01-14-2013 10:01 AM
My husband and I are hoping to apply for a mortgage this Spring. My scores are around 650. The biggest problem for me is a 5 year old satisfied judgment, and 2 collections settled 2 or 3 years ago. No late payments. I only have one credit card with a $200 limit that it always reporting 5% or less. His credit is 600, 650, 630. About 6 settled accounts reporting and student loans in deferment. A couple of late payments but the soonest are almost 2 years old. His oldest account is 3 years, my oldest account is 11 months.
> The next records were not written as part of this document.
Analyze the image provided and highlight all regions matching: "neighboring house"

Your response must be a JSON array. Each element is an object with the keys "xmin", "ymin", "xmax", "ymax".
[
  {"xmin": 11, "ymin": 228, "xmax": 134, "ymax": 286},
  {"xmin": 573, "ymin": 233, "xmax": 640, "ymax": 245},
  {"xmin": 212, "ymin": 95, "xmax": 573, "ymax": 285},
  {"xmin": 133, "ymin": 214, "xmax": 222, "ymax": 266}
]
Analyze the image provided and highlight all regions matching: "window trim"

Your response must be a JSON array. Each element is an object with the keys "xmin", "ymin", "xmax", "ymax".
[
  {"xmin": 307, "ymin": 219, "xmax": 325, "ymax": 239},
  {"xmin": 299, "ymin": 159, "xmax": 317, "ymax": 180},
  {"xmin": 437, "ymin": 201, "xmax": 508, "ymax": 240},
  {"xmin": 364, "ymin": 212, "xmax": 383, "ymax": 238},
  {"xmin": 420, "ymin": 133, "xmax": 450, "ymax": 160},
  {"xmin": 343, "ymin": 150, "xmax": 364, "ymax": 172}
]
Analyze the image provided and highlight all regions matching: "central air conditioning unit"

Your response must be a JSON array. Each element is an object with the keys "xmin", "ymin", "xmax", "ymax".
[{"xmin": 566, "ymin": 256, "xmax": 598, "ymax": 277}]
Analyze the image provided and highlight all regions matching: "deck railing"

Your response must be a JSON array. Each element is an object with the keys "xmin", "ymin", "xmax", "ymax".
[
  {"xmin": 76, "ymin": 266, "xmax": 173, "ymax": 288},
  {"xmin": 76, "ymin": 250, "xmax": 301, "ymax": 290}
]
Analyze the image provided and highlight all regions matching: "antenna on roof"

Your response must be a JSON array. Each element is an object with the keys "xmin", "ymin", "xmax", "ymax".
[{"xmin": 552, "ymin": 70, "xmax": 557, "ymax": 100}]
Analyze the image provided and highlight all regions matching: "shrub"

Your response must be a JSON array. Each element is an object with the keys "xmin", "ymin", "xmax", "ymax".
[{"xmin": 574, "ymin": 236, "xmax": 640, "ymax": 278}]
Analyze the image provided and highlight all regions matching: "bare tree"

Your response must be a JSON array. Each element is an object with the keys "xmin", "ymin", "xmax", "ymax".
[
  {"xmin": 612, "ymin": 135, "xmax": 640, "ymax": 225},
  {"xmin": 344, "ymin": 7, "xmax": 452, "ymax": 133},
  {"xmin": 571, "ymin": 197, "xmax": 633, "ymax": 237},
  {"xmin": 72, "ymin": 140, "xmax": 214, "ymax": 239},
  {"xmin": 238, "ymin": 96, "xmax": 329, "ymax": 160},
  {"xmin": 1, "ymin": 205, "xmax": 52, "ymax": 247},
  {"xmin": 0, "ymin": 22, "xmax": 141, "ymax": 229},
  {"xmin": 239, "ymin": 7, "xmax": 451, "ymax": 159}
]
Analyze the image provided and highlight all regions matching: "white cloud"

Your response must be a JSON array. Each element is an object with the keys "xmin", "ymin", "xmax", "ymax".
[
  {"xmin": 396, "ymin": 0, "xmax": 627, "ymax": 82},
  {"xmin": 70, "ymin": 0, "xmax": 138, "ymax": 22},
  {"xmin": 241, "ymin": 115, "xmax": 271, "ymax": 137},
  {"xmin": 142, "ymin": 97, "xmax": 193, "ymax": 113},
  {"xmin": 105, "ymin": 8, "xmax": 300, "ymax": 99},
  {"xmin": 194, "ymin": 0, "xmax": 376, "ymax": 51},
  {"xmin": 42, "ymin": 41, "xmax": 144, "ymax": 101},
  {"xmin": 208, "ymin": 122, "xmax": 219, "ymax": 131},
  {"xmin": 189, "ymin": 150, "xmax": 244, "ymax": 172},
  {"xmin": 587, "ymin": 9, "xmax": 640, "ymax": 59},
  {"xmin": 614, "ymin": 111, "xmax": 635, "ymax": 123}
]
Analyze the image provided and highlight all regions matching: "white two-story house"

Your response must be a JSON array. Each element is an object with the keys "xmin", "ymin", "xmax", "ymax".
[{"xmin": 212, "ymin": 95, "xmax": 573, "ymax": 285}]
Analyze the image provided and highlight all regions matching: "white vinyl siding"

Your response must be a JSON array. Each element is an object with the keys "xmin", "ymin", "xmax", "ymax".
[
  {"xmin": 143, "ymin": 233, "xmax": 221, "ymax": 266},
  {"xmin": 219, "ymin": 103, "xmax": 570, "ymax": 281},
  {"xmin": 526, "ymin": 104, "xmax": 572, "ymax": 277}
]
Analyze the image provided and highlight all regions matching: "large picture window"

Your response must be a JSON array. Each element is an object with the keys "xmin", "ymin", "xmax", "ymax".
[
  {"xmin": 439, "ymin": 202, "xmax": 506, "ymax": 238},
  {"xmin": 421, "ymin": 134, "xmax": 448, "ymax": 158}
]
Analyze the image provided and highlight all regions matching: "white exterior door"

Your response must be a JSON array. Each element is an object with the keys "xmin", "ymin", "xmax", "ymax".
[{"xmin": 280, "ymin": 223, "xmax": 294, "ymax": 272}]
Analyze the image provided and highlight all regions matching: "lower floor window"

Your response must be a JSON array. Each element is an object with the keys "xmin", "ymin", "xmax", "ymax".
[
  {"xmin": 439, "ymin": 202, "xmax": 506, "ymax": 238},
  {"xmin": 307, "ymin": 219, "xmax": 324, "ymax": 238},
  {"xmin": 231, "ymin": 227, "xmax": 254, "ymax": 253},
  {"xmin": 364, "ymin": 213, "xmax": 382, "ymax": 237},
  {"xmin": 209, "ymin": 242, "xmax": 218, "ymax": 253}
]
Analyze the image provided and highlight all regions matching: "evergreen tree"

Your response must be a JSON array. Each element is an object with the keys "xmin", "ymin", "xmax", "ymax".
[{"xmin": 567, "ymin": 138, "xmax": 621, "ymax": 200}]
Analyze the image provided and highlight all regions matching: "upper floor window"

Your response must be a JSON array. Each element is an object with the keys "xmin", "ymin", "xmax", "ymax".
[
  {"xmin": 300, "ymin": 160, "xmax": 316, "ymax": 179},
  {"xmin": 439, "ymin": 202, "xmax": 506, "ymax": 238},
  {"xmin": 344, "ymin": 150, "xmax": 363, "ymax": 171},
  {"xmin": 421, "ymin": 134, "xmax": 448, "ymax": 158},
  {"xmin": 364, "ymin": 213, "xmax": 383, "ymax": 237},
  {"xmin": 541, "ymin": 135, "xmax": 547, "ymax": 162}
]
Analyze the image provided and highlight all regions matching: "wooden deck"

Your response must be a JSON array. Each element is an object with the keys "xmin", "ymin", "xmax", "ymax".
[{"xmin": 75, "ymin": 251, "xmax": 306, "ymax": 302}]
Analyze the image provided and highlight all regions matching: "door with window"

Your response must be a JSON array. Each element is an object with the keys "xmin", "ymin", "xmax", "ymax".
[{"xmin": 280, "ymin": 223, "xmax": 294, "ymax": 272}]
My question is, my parents both have excellent credit and have offered to add us as authorized users to one of their cards with high limits and low balances. Each card 5+ years old. Would this help us? Since our scores are close to the 640 minimum we need for a mortgage, I'm just looking for a way to bump us up so we can get over 640 across the board. Would AU help us gain points? Would it hurt us in the underwriting process?
01-14-2013 10:05 AM
I believe Under Writing will make you remove all accounts where you're an AU.
01-14-2013 06:37 PM
I have had two mtg., Inhave never been asked to remove myself as an au, nor my husband. My niece s au on my card nd it was not an issue for underwriting.
01-14-2013 06:59 PM
Thanks so much for your response! If you don't mind me asking, when were the applications that didn't require the AU be removed? I'm curious if these were recent applications with the last few years or prior to 2008. Thanks!!
01-15-2013 01:17 AM
Regardless of whether they ask for removal, they realize that they score they receive is not a score representing the consumer's actual credit history.
Having no way to block the credit history of the other party from the scoring, they cannot produce a score that is representative of the credit history only of the consumer.
They may thus choose to discount the affect of the score in their decision making.
If the boost provided by the AU is not substantial, the consumer might be better served by getting the AU status removed when apping for higher principal credit where a manual review is almost certain.